Chirality is a ubiquitous fundamental property which is standardly analyzed by chiroptical techniques. These techniques measure the system’s differential response to circularly polarized light, and rely on an interplay of electric- and magnetic-dipole transitions, usually yielding very weak chiral signals. In recent years, several seminal electric-dipole based methods were developed that lead to much larger chiral signals. Additionally, the process of high harmonic generation (HHG) was shown to be chirality-sensitive, leading to large (up to ~10%) femtosecond-resolved chiral signals. Remarkably, the chiral signal in HHG still relies on magnetic-dipole interactions, and the signal is relatively large only due to the non-perturbative nature of the process. Extending HHG to produce an electric-dipole based chiral response could thus open-up many possibilities for exploring ultrafast and weak chirality.

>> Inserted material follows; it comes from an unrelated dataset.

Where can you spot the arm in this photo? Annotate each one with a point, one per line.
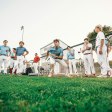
(25, 53)
(101, 46)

Here, we develop an all-optical HHG-based chiroptical technique that relies solely on electric-dipole interactions, leading to huge ultrafast chiral signals. The method is implemented through non-collinear HHG, where the beams’ properties are specially chosen by symmetry considerations that lead to the emission of background-free chiral signals, i.e. signals emitted only from chiral media. We show that this is a general approach that can also be used to probe other intrinsic properties of the medium, such as the presence of ring-currents. Lastly, we utilize the symmetry description of light in order to define a new measure for light’s chirality within the electric dipole approximation (analogous to the molecular definition), which predicts which electromagnetic fields can be used to detect chiral phenomenon.